Well, so, KS is actually like a 'Lift in Response' statistic that can be realized by applying a model. For example, would the KS statistic be 7 if 5% of a random sample of our customer file were 'responders' but our logistic model identified a segment with a 35% response rate?
Or, does the KS statistic express a comparision between what percentage (less) of a population must be targeted to achieve a certain response rate (higher one) based on the logistic model results? I assume that, if only certain deciles are being used, this is the case?
Thanks Tom and Subhadip!
Your replies are really helpful.
So if I have got it correct, KS is the measure used in marketing models to target a smaller base of customers to get a higher response from what we have got in any random case.

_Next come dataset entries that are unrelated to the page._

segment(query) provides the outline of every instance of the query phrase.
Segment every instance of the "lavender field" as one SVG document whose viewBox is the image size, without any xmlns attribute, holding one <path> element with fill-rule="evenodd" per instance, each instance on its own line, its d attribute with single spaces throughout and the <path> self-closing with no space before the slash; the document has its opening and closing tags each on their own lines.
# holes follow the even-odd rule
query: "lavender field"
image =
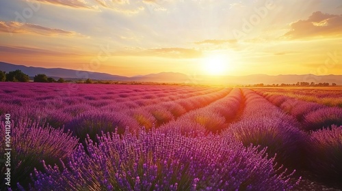
<svg viewBox="0 0 342 191">
<path fill-rule="evenodd" d="M 12 141 L 0 190 L 339 190 L 341 96 L 0 83 L 1 156 L 8 114 Z"/>
</svg>

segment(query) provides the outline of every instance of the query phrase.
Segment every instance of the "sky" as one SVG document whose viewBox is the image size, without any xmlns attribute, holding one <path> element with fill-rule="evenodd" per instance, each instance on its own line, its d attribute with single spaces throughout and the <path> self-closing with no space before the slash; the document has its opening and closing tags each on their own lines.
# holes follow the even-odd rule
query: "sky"
<svg viewBox="0 0 342 191">
<path fill-rule="evenodd" d="M 127 76 L 342 74 L 342 1 L 1 1 L 0 61 Z"/>
</svg>

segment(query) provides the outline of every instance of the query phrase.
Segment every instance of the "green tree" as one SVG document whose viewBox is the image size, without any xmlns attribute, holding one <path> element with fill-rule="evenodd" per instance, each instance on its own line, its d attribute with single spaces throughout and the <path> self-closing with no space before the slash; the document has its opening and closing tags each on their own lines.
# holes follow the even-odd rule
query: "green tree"
<svg viewBox="0 0 342 191">
<path fill-rule="evenodd" d="M 39 74 L 34 77 L 34 82 L 35 83 L 47 83 L 47 76 L 44 74 Z"/>
<path fill-rule="evenodd" d="M 21 70 L 16 70 L 11 71 L 6 74 L 6 81 L 10 82 L 28 82 L 29 81 L 29 76 L 24 74 Z"/>
<path fill-rule="evenodd" d="M 58 80 L 57 80 L 57 83 L 64 83 L 64 79 L 63 79 L 62 78 L 60 78 L 58 79 Z"/>
<path fill-rule="evenodd" d="M 0 82 L 6 80 L 6 72 L 0 70 Z"/>
<path fill-rule="evenodd" d="M 48 83 L 54 83 L 55 81 L 56 80 L 55 80 L 55 79 L 53 79 L 53 78 L 51 78 L 51 77 L 47 78 L 47 82 Z"/>
</svg>

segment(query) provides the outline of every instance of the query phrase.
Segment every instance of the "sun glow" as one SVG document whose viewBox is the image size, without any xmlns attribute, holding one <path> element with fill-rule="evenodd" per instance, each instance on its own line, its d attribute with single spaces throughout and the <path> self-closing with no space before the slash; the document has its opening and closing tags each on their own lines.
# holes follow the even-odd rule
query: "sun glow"
<svg viewBox="0 0 342 191">
<path fill-rule="evenodd" d="M 228 72 L 229 61 L 223 55 L 213 55 L 206 57 L 203 61 L 204 72 L 209 75 L 225 75 Z"/>
</svg>

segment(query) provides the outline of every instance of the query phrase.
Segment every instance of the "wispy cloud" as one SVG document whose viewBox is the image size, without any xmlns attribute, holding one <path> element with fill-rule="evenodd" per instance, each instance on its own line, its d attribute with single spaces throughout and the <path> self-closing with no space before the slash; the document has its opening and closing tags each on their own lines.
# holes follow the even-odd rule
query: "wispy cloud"
<svg viewBox="0 0 342 191">
<path fill-rule="evenodd" d="M 29 0 L 31 1 L 38 1 L 44 3 L 50 3 L 56 5 L 62 5 L 73 8 L 93 9 L 86 0 Z"/>
<path fill-rule="evenodd" d="M 291 23 L 284 36 L 291 39 L 342 35 L 342 15 L 315 12 L 307 19 Z"/>
<path fill-rule="evenodd" d="M 53 51 L 49 50 L 42 49 L 36 47 L 31 46 L 0 46 L 0 53 L 6 54 L 20 54 L 21 55 L 51 55 L 51 56 L 75 56 L 76 54 L 69 53 L 62 53 L 57 51 Z"/>
<path fill-rule="evenodd" d="M 149 49 L 148 51 L 153 53 L 153 55 L 176 58 L 198 58 L 202 55 L 202 52 L 199 50 L 184 48 L 161 48 Z"/>
<path fill-rule="evenodd" d="M 185 48 L 159 48 L 145 49 L 140 47 L 126 47 L 113 54 L 114 56 L 157 57 L 171 59 L 195 59 L 202 57 L 202 51 Z"/>
<path fill-rule="evenodd" d="M 12 33 L 30 33 L 41 35 L 66 35 L 86 38 L 75 31 L 68 31 L 59 29 L 51 29 L 30 23 L 0 21 L 0 32 Z"/>
<path fill-rule="evenodd" d="M 236 43 L 237 40 L 235 39 L 230 39 L 230 40 L 216 40 L 216 39 L 208 39 L 202 41 L 195 42 L 194 43 L 196 44 L 214 44 L 218 45 L 224 43 Z"/>
</svg>

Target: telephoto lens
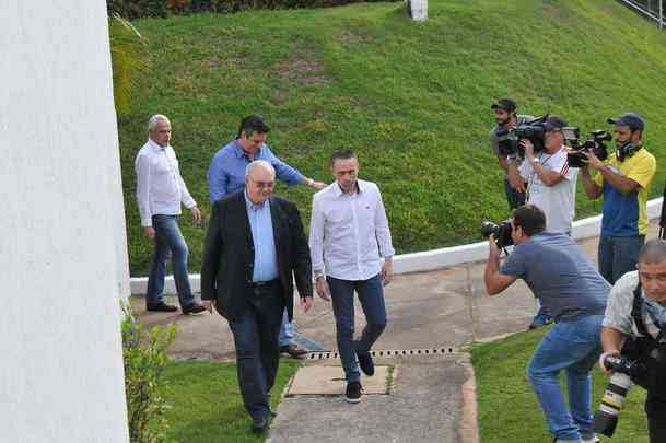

Basically an optimum solution where we are reducing cost and maximizing the profit at the same time. (Please correct me if I am wrong).
Yes you right. Now for Risk modeling also we use KS but here we use the KS stat to derive the risk score where the difference between %good and %bad is maximum (here you basically plot %good and %bad on the y axis and Risk score derived from the model on the x axis and the check at what risk score the two lines are wide apart). Other than that Gini is the most crucial stat for Risk models.
KS is a test statistic among nonparametric tests. I do not know if this could be used in this case, as the problem is not completely specified. If validation of the model is the goal then KS is one of the methods.
What's the objective? How well does the model meet that objective?
Let me give some examples:
1) Model bank deposits based on demographics to get an understanding of what the expected deposits for each customer are, and their differences from the expected. Here, R^2 is appropriate.
2) We want to make prospecting mailings, but we can only mail to 5% of our potential list. Here the lift on the top 5% is the right criteria.
3) We want to understand customer attrition, and be able to make strategies accross the range of attrition risks. Here, an overall metric like KS is appropriate, although I use ROC.
Three different purposes, three different metrics.